Переводить лучше, чем эти горе-мастера, было элементарно. Куда трудней было бы под них подстроиться — начать переводить вровень с ними. Но и молча переводить лучше, чем они, представлялось мне нечестным — тем более что я, так или иначе, намеревался в рамках Союза писателей попасть в их среду. И я заговорил о том, что переводы ленинградских мастеров позорны и бездарны, — заговорил подробно, доказательно и красноречиво — из адвокатской семьи, как-никак, — публичный оратор, причем с прокурорским уклоном. Что же оставалось мастерам, как не провозгласить то же самое — да единым хором — уже про мои переводы и про меня? Я ведь и впрямь был в честности своей предельно, а может, и запредельно нагл.
Одна переводчица, в попытке возразить мне, посетовала на то, что в моей критике нет ничего конструктивного (тогда конструктивная критика была одним из лозунгов партии). «Мое конструктивное предложение заключается в том, что вам, Майя Залмановна, стоит оставить занятия поэтическим переводом», — отозвался я. Лет пятнадцать после этого она писала на меня во все инстанции. А будучи членом бюро секции, регулярно голосовала против моего приема в Союз. У меня хранится стенограмма одного обсуждения, в ходе которого та же Майя Залмановна восклицает: «Если принять Топорова в Союз, то моя деятельность и деятельность многих моих коллег потеряет всякий смысл!» Но вправе ли я обвинять ее — ведь она сказала сущую правду.

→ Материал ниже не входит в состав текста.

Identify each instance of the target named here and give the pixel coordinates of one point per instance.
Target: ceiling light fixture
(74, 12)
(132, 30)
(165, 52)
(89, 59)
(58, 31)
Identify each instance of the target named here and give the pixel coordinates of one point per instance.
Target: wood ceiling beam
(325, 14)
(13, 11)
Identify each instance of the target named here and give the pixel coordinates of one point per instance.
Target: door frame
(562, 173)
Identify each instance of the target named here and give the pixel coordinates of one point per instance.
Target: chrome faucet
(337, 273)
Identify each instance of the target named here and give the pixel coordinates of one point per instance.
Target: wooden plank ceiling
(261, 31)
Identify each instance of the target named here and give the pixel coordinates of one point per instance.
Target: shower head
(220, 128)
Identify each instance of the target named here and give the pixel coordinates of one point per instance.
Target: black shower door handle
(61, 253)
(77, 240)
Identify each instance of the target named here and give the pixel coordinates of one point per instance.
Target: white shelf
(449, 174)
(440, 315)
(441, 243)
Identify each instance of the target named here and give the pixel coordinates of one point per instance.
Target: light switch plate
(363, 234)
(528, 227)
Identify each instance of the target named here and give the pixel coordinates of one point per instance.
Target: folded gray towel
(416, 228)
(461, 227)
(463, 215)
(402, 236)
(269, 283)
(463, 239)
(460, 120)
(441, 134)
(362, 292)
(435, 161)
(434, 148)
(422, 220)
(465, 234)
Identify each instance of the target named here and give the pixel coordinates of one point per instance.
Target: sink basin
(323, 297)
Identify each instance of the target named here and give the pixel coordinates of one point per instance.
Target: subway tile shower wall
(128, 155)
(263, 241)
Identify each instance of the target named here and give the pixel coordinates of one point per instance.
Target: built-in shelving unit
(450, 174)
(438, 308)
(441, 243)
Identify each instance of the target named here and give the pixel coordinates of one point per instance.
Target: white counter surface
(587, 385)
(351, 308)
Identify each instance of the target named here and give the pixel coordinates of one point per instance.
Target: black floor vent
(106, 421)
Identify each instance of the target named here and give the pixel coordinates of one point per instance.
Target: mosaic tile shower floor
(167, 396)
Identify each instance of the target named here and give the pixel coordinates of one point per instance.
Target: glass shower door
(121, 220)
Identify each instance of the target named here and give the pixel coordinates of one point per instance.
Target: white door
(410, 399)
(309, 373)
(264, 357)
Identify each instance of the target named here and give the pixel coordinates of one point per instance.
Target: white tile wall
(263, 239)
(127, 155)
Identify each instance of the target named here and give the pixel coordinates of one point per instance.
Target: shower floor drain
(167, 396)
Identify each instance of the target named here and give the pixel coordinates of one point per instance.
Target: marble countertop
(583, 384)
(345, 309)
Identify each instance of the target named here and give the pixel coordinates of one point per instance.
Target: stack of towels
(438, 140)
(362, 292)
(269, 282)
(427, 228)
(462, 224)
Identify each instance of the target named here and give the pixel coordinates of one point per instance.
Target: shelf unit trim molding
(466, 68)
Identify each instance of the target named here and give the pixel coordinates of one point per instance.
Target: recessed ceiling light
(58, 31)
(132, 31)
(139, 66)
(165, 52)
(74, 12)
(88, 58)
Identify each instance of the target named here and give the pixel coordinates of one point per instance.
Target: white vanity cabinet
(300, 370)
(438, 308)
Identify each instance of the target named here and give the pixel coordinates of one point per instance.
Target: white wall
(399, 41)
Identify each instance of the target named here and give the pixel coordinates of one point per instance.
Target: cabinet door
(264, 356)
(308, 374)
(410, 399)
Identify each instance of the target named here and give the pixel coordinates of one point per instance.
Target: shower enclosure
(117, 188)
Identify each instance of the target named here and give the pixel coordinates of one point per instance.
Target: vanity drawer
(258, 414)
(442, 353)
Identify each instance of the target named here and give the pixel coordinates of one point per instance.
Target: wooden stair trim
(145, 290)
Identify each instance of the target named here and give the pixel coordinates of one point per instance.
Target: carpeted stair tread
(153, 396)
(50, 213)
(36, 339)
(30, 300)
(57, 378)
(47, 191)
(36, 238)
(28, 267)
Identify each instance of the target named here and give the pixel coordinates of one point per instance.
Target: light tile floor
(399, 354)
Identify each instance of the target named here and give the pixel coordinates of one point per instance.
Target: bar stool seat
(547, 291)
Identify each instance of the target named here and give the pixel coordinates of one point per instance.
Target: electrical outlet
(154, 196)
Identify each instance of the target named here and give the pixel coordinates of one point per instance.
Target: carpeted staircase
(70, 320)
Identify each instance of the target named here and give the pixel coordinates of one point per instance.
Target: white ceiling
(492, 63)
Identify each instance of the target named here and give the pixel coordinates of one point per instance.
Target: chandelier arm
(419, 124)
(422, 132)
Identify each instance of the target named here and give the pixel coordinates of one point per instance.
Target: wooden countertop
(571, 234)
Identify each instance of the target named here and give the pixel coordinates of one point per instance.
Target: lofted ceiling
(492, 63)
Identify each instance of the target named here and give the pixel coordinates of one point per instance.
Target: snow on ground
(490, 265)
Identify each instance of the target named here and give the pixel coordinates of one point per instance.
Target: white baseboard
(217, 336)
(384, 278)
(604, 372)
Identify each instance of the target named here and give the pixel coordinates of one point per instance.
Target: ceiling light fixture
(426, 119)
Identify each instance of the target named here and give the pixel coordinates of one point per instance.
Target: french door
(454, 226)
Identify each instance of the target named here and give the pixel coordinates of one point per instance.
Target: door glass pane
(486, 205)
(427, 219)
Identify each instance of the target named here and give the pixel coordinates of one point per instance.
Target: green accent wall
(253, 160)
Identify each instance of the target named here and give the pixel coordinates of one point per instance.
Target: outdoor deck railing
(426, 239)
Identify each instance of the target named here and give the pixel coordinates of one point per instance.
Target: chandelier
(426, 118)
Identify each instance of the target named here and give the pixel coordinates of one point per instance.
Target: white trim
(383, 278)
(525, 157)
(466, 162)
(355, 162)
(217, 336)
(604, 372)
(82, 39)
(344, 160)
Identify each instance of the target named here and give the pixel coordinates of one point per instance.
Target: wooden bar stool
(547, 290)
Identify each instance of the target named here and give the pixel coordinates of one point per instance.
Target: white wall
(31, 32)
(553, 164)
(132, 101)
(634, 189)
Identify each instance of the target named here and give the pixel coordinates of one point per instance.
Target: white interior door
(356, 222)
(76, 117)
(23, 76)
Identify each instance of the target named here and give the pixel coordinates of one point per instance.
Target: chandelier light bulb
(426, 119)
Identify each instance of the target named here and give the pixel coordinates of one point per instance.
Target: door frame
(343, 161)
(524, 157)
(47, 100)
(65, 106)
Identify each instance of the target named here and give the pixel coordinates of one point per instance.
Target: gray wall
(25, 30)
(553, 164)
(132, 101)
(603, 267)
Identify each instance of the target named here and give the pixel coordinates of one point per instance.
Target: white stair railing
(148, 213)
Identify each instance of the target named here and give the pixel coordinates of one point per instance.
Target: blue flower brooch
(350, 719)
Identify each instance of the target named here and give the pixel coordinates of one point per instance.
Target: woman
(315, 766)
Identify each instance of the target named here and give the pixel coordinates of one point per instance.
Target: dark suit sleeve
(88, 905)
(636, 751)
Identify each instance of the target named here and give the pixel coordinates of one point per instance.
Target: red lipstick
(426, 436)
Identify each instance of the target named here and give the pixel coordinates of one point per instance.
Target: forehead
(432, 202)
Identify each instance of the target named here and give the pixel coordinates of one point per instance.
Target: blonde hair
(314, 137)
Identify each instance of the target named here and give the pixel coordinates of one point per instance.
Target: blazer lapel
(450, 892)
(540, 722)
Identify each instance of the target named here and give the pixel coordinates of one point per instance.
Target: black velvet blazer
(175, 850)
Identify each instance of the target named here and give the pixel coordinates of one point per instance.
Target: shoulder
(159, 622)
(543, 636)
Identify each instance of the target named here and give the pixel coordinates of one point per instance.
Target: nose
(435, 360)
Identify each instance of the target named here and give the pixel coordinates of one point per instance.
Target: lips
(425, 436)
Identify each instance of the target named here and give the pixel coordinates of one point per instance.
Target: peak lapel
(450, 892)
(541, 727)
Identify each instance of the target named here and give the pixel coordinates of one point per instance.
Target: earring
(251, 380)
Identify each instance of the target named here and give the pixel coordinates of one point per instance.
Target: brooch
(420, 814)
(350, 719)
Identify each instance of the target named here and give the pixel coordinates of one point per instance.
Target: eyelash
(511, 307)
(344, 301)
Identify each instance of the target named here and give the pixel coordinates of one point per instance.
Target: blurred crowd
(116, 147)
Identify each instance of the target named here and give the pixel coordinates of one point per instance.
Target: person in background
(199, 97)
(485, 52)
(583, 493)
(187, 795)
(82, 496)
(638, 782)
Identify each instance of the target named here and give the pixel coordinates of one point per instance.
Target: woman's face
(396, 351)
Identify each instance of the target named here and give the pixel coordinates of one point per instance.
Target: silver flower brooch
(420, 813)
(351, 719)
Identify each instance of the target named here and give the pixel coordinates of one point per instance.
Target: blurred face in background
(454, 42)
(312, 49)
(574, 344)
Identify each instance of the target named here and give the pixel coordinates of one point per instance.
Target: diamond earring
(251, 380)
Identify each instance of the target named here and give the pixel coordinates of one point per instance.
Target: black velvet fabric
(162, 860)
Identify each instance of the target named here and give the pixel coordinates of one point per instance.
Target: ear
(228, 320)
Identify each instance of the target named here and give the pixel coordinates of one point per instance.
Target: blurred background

В Москве дело обстояло все же иначе. Среди великого множества профессиональных и полупрофессиональных переводчиков там имелось немало одаренных людей. Они хорошо — лихо — рифмовали, они, будучи порой не слишком эрудированны, интуитивно схватывали смысл переводимого и умели донести его до читателя. Они были талантливы — и талантливость свою осознавали, а не имитировали групповым образом, как мои горемычные земляки.
С московскими переводчиками у меня за долгие годы складывались разнообразные отношения: с одними я дружил, с другими враждовал, с третьими мы друг друга недолюбливали; все это проходило разные этапы и фазы и — когда плавно, когда резко — перетекало одно в другое (естественно, сугубо творческие мотивы были при этом спутаны в общий клубок с житейскими), — но это были нормальные человеческие и творческие отношения нормальных людей. Более или менее нормальных людей, формулируя точнее. В Ленинграде же меня собирались принять в Союз писателей только через собственный труп, но умирать при этом не торопились.
Меня выживали. Из города, а лучше бы — из страны. По мере сил, хотя это как раз срабатывало не часто, — из редакций. Из профессиональной жизни. Из той жалкой профессиональной жизни, которую вели и в которой — без меня — им было так хорошо и уютно. В какой-то момент меня умудрились объявить сумасшедшим. Вот сценка 1989 года, когда я уже был членом секции и участвовал в ее собрании.
— Не слушайте Топорова, он сумасшедший, — произносит некая дама; а вместо характеристики и портрета приведу свою эпиграмму на нее — достоверную на все сто процентов:
— Как учит нас академик Бехтерева на примере Сталина, — возражает ей знаменитый переводчик и не менее знаменитый стукач, семидесятипятилетний на тот момент, помахивая свежим номером «Ленинградской правды», в котором и напечатана статья академика-мозговеда, — сумасшествие не избавляет от уголовной ответственности за содеянное!
Содеянное мной заключалось в том, что, едва вступив в Союз, я потребовал убрать из приемной комиссии главного своего ненавистника, интригана и клеветника. В результате мне вынесли общественное порицание, а его убрали — 1989 год, как-никак. На следующее утро мне позвонил первый секретарь Союза Анатолий Чепуров и, как всегда не столько говоря, сколько хрюкая, сообщил:
— Вчера мы вам вынесли порицание, верно? А сегодня мы решили дать вам квартиру! Зайдите за смотровой и ключами!
Провалив меня при поступлении в Союз впервые в 1977 году и — по новизне опыта — будучи еще не вполне уверены в собственной безнаказанности (а вдруг, мол, общественное мнение взбунтуется), мои коллеги поспешили заслать в московские редакции «шестерку» по фамилии Цывьян с такой информацией: Топорову отказали в приеме, потому что он, как известно, собирается уехать в Израиль. Об этом мне сообщил — по большому, как он выразился, секрету — милейший издательский болтун Олег Степанович. «Вы что-то перепутали, — сказал я ему. — По большому секрету это надо пересказывать всем остальным, а от меня — уж какие секреты? Уезжаю в Израиль, значит, уезжаю!» Олег Степанович пошел сплетничать дальше.